On Dec 16, 2015, at 7:46 PM, F21 <[email protected]> wrote:
Background:
I am prototyping a HBase cluster using docker. Docker is 1.9.1 and is running
in a Ubuntu 15.10 64-bit VM with access to 6GB of RAM.
Within docker, I am running 1 Zookeeper, HDFS (2.7.1) in HA mode (1 name node,
1 standby name node, 3 journal nodes, 2 zookeeper failover controllers
(colocated with namenodes) and 3 datanodes).
In terms of HBase I am running 1.1.2 and have 2 masters and 2 region servers
set up to use the HDFS cluster.
All of the above are running Oracle Java 8.
I am launching all my docker containers using docker-compose. However, I have
startup scripts in place to check that the HDFS cluster is up and safemode is
off before launching the HBase servers.
Problem:
When launching the regionservers and masters, they do not launch reliably.
Often times, there will be one or more regionservers and masters which do not
launch properly. In those cases, the failed process will be using 100% of the
CPU core it is launched on and use very little memory (about 20 MB). The
process hangs and we need to forcefully terminate it.

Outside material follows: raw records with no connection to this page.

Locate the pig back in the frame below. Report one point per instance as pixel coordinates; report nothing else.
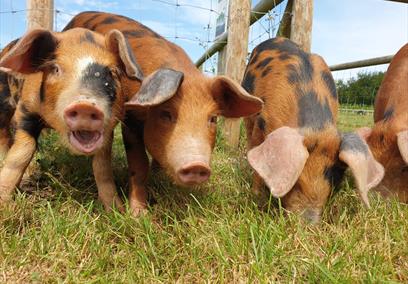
(296, 87)
(392, 97)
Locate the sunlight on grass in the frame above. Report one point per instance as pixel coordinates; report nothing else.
(56, 231)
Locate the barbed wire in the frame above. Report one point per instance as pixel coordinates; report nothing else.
(268, 23)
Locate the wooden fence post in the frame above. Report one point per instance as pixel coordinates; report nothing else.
(40, 14)
(233, 58)
(301, 23)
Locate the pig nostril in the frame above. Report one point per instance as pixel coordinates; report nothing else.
(185, 172)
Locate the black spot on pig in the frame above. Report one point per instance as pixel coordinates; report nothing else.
(98, 78)
(329, 82)
(312, 113)
(284, 56)
(135, 33)
(31, 123)
(248, 82)
(87, 37)
(352, 142)
(266, 71)
(109, 20)
(264, 62)
(261, 123)
(6, 109)
(42, 91)
(388, 114)
(87, 23)
(334, 174)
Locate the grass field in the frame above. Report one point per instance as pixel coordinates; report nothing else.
(56, 231)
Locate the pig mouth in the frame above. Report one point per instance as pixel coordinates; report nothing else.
(86, 141)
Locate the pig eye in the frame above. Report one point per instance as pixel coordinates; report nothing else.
(213, 119)
(166, 116)
(55, 69)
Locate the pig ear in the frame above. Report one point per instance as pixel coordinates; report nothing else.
(233, 100)
(118, 44)
(364, 132)
(30, 52)
(157, 88)
(280, 159)
(402, 139)
(367, 172)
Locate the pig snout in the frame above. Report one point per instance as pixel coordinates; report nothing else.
(85, 122)
(194, 173)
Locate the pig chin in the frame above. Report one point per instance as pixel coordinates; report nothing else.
(85, 142)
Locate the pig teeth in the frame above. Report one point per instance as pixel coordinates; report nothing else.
(86, 138)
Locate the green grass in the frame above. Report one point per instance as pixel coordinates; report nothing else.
(56, 231)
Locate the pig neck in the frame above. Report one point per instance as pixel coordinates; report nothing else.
(383, 144)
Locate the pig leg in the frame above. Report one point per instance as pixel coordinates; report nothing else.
(138, 164)
(255, 138)
(102, 169)
(17, 160)
(5, 142)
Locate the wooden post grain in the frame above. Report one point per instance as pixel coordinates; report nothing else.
(40, 14)
(235, 57)
(301, 23)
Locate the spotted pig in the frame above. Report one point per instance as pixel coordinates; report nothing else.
(176, 123)
(295, 146)
(71, 82)
(388, 139)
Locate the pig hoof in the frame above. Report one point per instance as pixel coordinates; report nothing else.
(138, 211)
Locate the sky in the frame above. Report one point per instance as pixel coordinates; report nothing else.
(343, 31)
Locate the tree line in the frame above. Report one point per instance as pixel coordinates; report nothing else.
(360, 90)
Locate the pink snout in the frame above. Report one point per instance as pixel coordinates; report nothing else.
(83, 116)
(194, 173)
(85, 123)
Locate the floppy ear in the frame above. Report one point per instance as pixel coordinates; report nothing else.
(232, 99)
(118, 44)
(30, 52)
(280, 159)
(402, 139)
(367, 172)
(157, 88)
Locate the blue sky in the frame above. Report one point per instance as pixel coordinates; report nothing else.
(342, 30)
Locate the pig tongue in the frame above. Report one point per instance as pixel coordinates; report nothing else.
(85, 136)
(85, 140)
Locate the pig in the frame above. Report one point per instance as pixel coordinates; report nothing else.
(176, 123)
(294, 144)
(68, 81)
(388, 139)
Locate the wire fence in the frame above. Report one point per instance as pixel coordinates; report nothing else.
(192, 25)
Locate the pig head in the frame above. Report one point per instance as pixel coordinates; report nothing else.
(388, 139)
(295, 147)
(175, 120)
(71, 84)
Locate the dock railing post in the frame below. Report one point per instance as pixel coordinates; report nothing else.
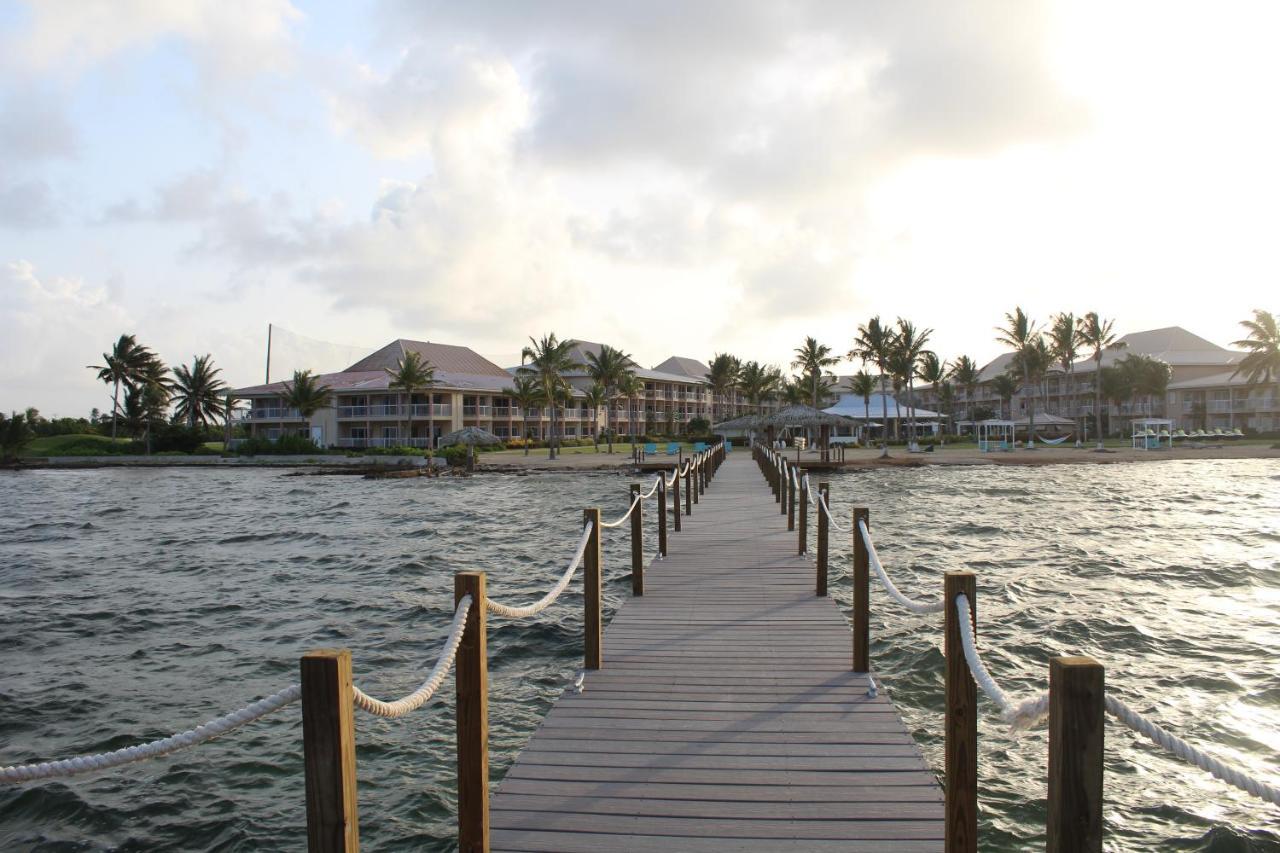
(803, 544)
(791, 503)
(592, 573)
(662, 514)
(823, 533)
(961, 723)
(636, 543)
(472, 716)
(689, 491)
(1075, 733)
(329, 751)
(862, 594)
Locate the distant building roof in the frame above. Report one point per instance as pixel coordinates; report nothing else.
(680, 365)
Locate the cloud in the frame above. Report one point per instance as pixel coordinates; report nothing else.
(229, 39)
(46, 322)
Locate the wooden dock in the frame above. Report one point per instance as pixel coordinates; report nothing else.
(726, 715)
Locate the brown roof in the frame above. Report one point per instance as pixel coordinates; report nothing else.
(442, 356)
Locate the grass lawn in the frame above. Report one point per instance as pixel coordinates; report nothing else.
(80, 445)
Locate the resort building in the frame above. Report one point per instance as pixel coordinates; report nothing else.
(471, 391)
(1201, 392)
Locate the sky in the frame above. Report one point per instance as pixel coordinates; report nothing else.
(672, 178)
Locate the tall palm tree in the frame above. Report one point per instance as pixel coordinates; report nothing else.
(411, 373)
(864, 386)
(307, 395)
(1020, 334)
(549, 359)
(1005, 387)
(1261, 365)
(967, 373)
(813, 359)
(524, 389)
(607, 369)
(1065, 341)
(200, 392)
(1096, 334)
(873, 345)
(595, 397)
(124, 363)
(722, 378)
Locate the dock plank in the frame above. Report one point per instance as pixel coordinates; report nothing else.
(725, 715)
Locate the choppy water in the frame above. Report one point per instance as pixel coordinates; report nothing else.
(136, 603)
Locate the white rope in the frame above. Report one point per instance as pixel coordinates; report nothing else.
(155, 748)
(1025, 714)
(443, 664)
(895, 593)
(625, 515)
(1189, 753)
(545, 601)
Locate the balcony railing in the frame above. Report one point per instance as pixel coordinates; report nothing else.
(273, 414)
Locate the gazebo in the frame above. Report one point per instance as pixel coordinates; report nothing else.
(1150, 432)
(807, 418)
(996, 434)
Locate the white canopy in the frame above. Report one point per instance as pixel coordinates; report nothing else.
(881, 407)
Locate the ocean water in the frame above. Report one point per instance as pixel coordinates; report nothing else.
(138, 603)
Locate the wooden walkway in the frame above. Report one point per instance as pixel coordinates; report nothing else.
(726, 716)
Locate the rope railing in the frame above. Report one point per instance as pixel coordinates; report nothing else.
(155, 748)
(417, 698)
(895, 593)
(549, 598)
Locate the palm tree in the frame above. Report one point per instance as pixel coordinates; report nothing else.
(200, 392)
(722, 378)
(1005, 387)
(307, 395)
(549, 360)
(595, 397)
(1096, 334)
(967, 373)
(864, 386)
(873, 345)
(525, 391)
(124, 363)
(1262, 363)
(607, 369)
(410, 374)
(1020, 334)
(1065, 341)
(631, 388)
(813, 359)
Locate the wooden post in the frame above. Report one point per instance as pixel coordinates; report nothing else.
(791, 503)
(592, 592)
(824, 496)
(662, 512)
(1075, 733)
(636, 543)
(961, 724)
(472, 715)
(804, 520)
(675, 498)
(862, 594)
(329, 751)
(689, 491)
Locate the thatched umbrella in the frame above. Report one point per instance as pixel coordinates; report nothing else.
(808, 418)
(470, 436)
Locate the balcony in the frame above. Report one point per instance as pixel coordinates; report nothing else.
(273, 414)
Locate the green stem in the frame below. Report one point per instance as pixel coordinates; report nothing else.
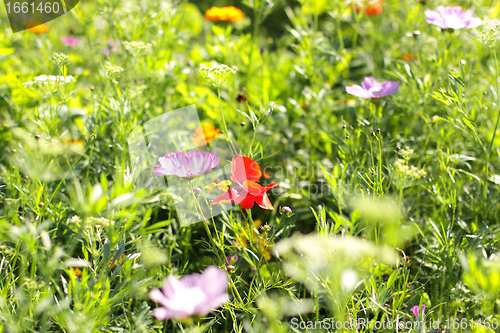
(233, 149)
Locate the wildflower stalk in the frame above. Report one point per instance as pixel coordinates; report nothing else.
(485, 187)
(233, 149)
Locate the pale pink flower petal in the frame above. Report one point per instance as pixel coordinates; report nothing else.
(186, 165)
(370, 88)
(192, 295)
(452, 18)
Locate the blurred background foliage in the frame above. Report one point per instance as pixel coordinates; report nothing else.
(416, 175)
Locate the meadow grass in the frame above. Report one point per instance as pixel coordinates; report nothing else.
(394, 202)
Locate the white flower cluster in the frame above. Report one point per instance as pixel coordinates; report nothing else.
(408, 171)
(137, 45)
(216, 75)
(406, 175)
(222, 69)
(48, 79)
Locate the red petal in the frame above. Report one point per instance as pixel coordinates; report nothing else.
(243, 168)
(264, 202)
(247, 201)
(226, 197)
(255, 189)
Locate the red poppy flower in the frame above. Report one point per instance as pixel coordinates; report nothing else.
(246, 172)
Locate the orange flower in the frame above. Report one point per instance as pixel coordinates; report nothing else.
(261, 242)
(77, 142)
(113, 262)
(37, 27)
(77, 271)
(204, 135)
(374, 7)
(408, 57)
(223, 14)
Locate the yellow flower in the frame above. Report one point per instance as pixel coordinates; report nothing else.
(37, 27)
(221, 185)
(205, 134)
(77, 142)
(222, 14)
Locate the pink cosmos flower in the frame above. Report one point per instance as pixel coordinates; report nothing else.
(452, 18)
(186, 165)
(191, 295)
(70, 40)
(416, 310)
(370, 88)
(232, 259)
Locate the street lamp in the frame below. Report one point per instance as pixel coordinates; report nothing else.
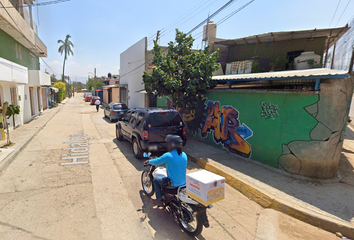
(94, 81)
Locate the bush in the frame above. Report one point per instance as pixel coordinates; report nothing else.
(62, 91)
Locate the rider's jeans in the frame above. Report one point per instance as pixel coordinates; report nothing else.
(158, 180)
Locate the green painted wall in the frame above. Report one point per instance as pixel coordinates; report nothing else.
(8, 51)
(293, 122)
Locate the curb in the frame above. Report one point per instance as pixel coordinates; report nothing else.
(267, 200)
(9, 159)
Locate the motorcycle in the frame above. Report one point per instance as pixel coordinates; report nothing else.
(190, 214)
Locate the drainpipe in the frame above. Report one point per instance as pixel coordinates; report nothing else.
(31, 16)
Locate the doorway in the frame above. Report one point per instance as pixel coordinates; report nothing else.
(31, 100)
(39, 98)
(44, 98)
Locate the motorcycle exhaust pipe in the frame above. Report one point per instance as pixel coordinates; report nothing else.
(201, 213)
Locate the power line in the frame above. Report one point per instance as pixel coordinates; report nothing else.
(182, 18)
(220, 22)
(212, 15)
(334, 13)
(40, 4)
(190, 17)
(343, 12)
(233, 13)
(34, 47)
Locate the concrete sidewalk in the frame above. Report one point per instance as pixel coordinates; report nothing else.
(327, 204)
(23, 134)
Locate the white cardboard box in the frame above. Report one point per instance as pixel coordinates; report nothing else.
(205, 187)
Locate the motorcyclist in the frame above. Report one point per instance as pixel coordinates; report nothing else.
(176, 165)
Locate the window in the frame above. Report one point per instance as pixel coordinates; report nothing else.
(119, 106)
(164, 119)
(140, 122)
(13, 93)
(127, 116)
(33, 64)
(132, 120)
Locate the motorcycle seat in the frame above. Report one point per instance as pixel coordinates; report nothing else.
(170, 190)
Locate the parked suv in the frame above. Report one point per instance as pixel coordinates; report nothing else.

In the log files, we see that hbase-hdfs-master-hmaster2.log is empty and
hbase-hdfs-master-hmaster2.out contains some information but not much:
Thu Dec 17 02:37:26 UTC 2015 Starting master on hmaster2
core file size (blocks, -c) unlimited
data seg size (kbytes, -d) unlimited
scheduling priority (-e) 0
file size (blocks, -f) unlimited
pending signals (-i) 23668
max locked memory (kbytes, -l) 64
max memory size (kbytes, -m) unlimited
open files (-n) 1048576
pipe size (512 bytes, -p) 8
POSIX message queues (bytes, -q) 819200
real-time priority (-r) 0
stack size (kbytes, -s) 8192
cpu time (seconds, -t) unlimited
max user processes (-u) 1048576
virtual memory (kbytes, -v) unlimited
file locks (-x) unlimited
This is the command we are using to launch the hbase process:
sudo -u hdfs /opt/hbase/bin/hbase-daemon.sh --config /opt/hbase/conf start
master
The hbase-site.xml looks like this:
<configuration>
<property>
<name>hbase.rootdir</name>
<value>hdfs://mycluster/hbase</value>
</property>
<property>
<name>zookeeper.znode.parent</name>
<value>/hbase</value>
</property>
<property>
<name>hbase.cluster.distributed</name>
<value>true</value>
</property>
<property>
<name>hbase.zookeeper.quorum</name>
<value>zk1</value>
</property>
<property>
<name>hbase.master.loadbalancer.class</name>
<value>org.apache.phoenix.hbase.index.balancer.IndexLoadBalancer</value>
</property>
<property>
<name>hbase.coprocessor.master.classes</name>
<value>org.apache.phoenix.hbase.index.master.IndexMasterObserver</value>
</property>
</configuration>
The hdfs-site.xml looks like this:
<configuration>
<property>
<name>dfs.nameservices</name>
<value>mycluster</value>
</property>
<property>
<name>dfs.ha.namenodes.mycluster</name>
<value>nn1,nn2</value>
</property>
<property>
<name>dfs.namenode.rpc-address.mycluster.nn1</name>
<value>nn1:8020</value>
</property>
<property>
<name>dfs.namenode.rpc-address.mycluster.nn2</name>
<value>nn2:8020</value>
</property>
<property>
<name>dfs.namenode.http-address.mycluster.nn1</name>
<value>nn1:50070</value>
</property>
<property>
<name>dfs.namenode.http-address.mycluster.nn2</name>
<value>nn2:50070</value>
</property>
<property>
<name>dfs.client.failover.proxy.provider.mycluster</name>
<value>org.apache.hadoop.hdfs.server.namenode.ha.ConfiguredFailoverProxyProvider</value>
</property>
</configuration>
The core-site.xml looks like this:
<configuration>
<property><name>fs.defaultFS</name><value>hdfs://mycluster</value></property></configuration>
And hbase-env.sh looks like this:
# Set environment variables here.
# This script sets variables multiple times over the course of starting an
hbase process,
# so try to keep things idempotent unless you want to take an even deeper look
# into the startup scripts (bin/hbase, etc.)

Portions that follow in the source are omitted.